Sound artist Robert Jarvis has worked with scientists at the UK’s University of Birmingham to create three musical compositions using air quality data.
Researchers compiled air quality data from urban and rural locations at different times of the day. These were then used to produce sound works using a variety of different instruments and styles, inviting listeners to ‘hear’ differences in air pollution.
The Sounding Out Pollution project has three pieces. The first is based on pollution data comparing countryside and cities across the UK. The second charts how air pollution changes on an hourly basis across the West Midlands region of the UK. The third illustrates how the air we breathe changes as we journey from Birmingham’s rural outskirts and into the city centre.

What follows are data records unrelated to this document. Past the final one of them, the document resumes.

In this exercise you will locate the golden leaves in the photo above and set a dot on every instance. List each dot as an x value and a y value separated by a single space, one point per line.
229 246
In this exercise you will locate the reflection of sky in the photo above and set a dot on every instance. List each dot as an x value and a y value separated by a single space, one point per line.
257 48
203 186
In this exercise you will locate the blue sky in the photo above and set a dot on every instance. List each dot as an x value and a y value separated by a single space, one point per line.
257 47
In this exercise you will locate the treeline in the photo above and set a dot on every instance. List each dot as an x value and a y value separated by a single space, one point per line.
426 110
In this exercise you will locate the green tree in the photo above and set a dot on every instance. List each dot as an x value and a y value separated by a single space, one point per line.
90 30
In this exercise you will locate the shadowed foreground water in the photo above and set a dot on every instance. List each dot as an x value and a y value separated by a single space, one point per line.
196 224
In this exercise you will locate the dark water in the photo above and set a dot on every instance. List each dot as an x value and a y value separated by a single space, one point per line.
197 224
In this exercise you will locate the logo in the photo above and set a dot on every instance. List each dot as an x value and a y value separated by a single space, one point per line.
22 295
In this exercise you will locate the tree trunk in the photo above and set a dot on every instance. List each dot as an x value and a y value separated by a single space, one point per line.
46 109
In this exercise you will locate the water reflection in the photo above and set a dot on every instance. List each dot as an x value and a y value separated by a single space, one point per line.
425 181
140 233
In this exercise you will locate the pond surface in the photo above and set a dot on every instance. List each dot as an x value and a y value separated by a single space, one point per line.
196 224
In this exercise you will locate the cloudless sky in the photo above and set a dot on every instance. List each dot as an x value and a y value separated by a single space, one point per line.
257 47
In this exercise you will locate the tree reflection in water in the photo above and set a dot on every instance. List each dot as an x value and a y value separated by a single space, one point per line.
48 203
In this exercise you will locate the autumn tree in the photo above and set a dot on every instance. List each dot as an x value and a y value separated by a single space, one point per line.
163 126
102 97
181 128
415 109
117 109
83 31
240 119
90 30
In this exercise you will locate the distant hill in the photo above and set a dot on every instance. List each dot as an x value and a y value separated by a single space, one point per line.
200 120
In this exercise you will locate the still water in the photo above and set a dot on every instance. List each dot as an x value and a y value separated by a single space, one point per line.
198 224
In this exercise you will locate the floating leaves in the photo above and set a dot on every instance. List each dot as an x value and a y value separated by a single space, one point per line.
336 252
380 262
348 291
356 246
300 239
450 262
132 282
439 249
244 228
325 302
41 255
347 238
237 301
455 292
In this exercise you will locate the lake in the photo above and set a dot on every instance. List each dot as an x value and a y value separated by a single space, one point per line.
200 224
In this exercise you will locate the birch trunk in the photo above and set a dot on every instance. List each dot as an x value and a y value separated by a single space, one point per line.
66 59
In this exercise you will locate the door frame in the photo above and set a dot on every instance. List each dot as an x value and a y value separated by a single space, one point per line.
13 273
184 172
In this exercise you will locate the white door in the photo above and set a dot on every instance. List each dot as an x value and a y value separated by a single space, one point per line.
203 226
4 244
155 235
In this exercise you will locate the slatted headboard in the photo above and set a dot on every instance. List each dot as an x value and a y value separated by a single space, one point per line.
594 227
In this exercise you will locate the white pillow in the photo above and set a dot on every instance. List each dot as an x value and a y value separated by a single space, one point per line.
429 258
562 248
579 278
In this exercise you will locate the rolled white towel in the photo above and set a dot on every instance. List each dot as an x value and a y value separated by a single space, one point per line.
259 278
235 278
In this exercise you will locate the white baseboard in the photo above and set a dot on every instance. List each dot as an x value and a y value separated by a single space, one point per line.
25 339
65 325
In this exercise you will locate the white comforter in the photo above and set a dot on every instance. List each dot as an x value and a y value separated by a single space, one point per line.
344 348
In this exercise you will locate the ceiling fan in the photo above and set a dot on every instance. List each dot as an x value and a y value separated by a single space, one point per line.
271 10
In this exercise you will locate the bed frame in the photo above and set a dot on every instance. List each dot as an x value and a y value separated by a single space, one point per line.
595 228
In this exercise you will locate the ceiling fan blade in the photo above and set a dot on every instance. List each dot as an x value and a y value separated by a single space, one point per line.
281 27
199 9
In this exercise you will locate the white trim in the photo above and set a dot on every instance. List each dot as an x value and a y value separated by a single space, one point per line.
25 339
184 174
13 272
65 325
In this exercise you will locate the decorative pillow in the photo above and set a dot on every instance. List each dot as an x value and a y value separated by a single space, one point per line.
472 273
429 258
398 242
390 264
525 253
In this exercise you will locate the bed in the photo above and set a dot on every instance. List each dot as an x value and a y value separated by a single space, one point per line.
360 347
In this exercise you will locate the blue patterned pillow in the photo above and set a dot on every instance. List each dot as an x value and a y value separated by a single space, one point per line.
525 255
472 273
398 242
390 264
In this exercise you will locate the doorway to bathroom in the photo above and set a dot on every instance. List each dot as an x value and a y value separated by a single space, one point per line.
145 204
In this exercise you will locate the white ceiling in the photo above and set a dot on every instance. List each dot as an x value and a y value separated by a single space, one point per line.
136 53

Funded by the Natural Environment Research Council, the exploratory project was developed in collaboration with WM-Air, a University of Birmingham research project to improve air quality and health across the West Midlands.
Dr Catherine Muller, project manager for WM-Air, says: “We’re all aware that air pollution is harmful and that it affects all of us – but because it’s invisible it’s hard to maintain that awareness. Sounding Out Pollution offers people a fresh perspective on pollution – and maybe an incentive to occasionally walk or choose public transport rather than get into a car.”
“Perhaps from years of listening to music, people are pretty proficient at deciphering sonic information,” says sound artist Robert Jarvis. “As a result, by using audio in this way we can quickly form new understandings. My hope is that Sounding Out Pollution offers a useful way in learning about how our immediate environment is changed by the choices we make.”